Food provenance is important to consumers, as is sustainable food production, Liam Lynam explains, adding that using all the oats equates to true sustainability, as food waste is one of the leading causes of climate change.
Coffee shops, restaurants and the food services sector are expected to offer the natural oat milk alternative as a welcome option for health-conscious consumers.
The Lynam family farm is on the border of Westmeath and Offaly. On returning to Ireland to run the farm, Liam Lynam wanted to merge his childhood interest in farming and food production with his academic qualifications and work experience to do something sustainable and innovative in the food industry, he says.
“We switched from intensive commercial farming to low input, sustainable oat crops and, during lockdown, focussed on the creation of a truly authentic brand with real nutritional value that could compete on the Irish and world stage”.
Market research in developing the new oat milk drink showed that over 3 in 5 people worry about having too much sugar in their diet, while Gen Z and Millennials are concerned about too much dairy.

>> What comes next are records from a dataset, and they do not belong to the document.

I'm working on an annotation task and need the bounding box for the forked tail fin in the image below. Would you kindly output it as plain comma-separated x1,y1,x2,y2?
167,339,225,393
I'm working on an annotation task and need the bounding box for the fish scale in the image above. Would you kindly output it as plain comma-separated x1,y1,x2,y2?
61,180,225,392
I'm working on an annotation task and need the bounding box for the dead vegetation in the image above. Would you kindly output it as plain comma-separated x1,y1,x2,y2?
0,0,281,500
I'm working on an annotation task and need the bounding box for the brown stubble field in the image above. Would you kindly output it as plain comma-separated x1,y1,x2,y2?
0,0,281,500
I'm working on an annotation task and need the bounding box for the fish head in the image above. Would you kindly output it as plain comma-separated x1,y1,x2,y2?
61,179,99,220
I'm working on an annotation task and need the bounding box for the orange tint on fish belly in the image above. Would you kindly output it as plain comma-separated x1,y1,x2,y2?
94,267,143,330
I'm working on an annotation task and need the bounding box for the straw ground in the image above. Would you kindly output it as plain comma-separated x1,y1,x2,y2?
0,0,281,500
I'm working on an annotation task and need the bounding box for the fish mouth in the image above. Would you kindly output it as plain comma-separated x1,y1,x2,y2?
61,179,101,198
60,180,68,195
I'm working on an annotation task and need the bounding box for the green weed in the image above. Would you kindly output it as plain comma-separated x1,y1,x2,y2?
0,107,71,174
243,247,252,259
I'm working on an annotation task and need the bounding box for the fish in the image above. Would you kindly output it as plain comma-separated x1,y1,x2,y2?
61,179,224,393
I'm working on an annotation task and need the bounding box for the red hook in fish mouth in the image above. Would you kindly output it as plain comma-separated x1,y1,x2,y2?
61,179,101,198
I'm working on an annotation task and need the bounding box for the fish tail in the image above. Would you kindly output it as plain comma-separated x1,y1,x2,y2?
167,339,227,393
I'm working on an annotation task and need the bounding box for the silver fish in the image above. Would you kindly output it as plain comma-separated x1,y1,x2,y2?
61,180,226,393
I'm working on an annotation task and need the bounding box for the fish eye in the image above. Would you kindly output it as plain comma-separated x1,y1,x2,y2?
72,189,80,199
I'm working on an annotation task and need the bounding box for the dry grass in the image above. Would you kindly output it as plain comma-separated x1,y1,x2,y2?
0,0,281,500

A more allergen conscious market, interested in dairy free, gluten free, low-sugar and lactose intolerances was identified as a key opportunity. Dairy free milk consumers are more likely to be aged 25-34 and living in Dublin or urban communities, while oat milk consumers were more likely to be female.
Over half of all adults claim to consume dairy free milks; rising to over 7 in 10 amongst Gen Z and Millennials. Adding dairy free milk to breakfast cereal or porridge is the most common use (56%), followed by adding it to tea or coffee (47%). Three in 10 claim to consume dairy free milk on a daily basis, with highest everyday consumption among younger people and young parents.
Oat in the City is now available in the chilled cabinet in SuperValu stores nationwide as well independent retailers, including Nolan’s of Clontarf and Donnybrook Fair, and Aldi stores nationwide from June.